Le droit international et la plus élémentaire humanité exigent un changement radical de cette politique hypocrite et inhumaine de l’Europe. Il faut revenir au système mis en place et maintenu par le gouvernement italien jusqu’en novembre 2014 (opération « Marée Nostrum ») et mettre en œuvre, avec l’appui de toute l’Union européenne, une opération de sauvetage dans les eaux internationales en Méditerranée et Atlantique Sud. L’opération « Triton », qui a remplacé « Marée Nostrum », autorise le secours dans les seules eaux territoriales et refuse d’intervenir dans les eaux internationales, là où 99 % des naufrages ont pourtant lieu.

L’établissement d’une organisation qui donne la priorité au sauvetage en mer ne dispensera pas l’Union européenne de mener partout dans le monde un combat impitoyable contre les cartels du crime organisé. Cartels du crime organisé dont font partie ces fameux passeurs, qui gagnent des millions d’euros sur le désespoir, la misère et l’angoisse des persécutés. L’honneur de l’Europe est à ce prix. L’opinion publique européenne doit imposer aux tristes bureaucrates de Bruxelles un changement radical de leur politique et du refus d’asile dont sont victimes des dizaines de milliers de personnes chaque année.
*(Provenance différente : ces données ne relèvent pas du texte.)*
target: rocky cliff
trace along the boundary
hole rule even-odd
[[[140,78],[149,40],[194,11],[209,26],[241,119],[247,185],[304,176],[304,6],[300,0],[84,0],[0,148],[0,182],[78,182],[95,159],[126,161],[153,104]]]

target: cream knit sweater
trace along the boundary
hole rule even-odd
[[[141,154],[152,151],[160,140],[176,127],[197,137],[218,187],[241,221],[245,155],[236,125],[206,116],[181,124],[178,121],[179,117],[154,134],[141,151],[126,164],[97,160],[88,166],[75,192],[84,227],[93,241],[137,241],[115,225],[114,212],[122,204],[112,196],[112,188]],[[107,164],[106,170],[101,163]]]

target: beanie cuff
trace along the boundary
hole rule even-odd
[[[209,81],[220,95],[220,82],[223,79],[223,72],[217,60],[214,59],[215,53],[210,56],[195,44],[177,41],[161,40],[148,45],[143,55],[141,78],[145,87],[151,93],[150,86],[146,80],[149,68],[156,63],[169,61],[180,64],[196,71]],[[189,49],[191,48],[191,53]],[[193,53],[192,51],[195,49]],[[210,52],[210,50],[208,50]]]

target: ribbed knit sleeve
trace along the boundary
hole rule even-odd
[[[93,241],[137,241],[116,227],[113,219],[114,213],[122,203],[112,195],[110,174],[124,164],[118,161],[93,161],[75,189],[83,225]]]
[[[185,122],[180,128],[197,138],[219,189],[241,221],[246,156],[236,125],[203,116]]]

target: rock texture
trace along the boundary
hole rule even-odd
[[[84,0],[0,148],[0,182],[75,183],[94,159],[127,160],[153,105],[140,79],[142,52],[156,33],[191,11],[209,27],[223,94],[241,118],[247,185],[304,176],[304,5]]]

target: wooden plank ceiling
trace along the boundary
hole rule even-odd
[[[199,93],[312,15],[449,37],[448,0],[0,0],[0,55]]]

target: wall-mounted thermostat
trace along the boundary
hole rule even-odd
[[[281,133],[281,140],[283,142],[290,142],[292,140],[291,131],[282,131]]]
Combien de tragédies et de milliers de morts nous faudra-t-il supporter ? Car leur seul tort est de vouloir faire appliquer un droit humain fondamental. Il est intolérable que cela continue! Comme il est intolérable que, toutes les 5 secondes, un enfant de moins de 10 ans meure de faim, ou de ses suites immédiates. Près d’un milliard de personnes sont en permanence gravement sous-alimentées alors que l’agriculture mondiale pourrait nourrir normalement 12 milliards d’êtres humains (presque le double de l’humanité). Il faut abattre cet ordre cannibale du monde qui écrase la planète.

propos recueillis par vadim kamenka (1) « Retournez les fusils! Choisir son camp », de Jean Ziegler, aux éditions du Seuil.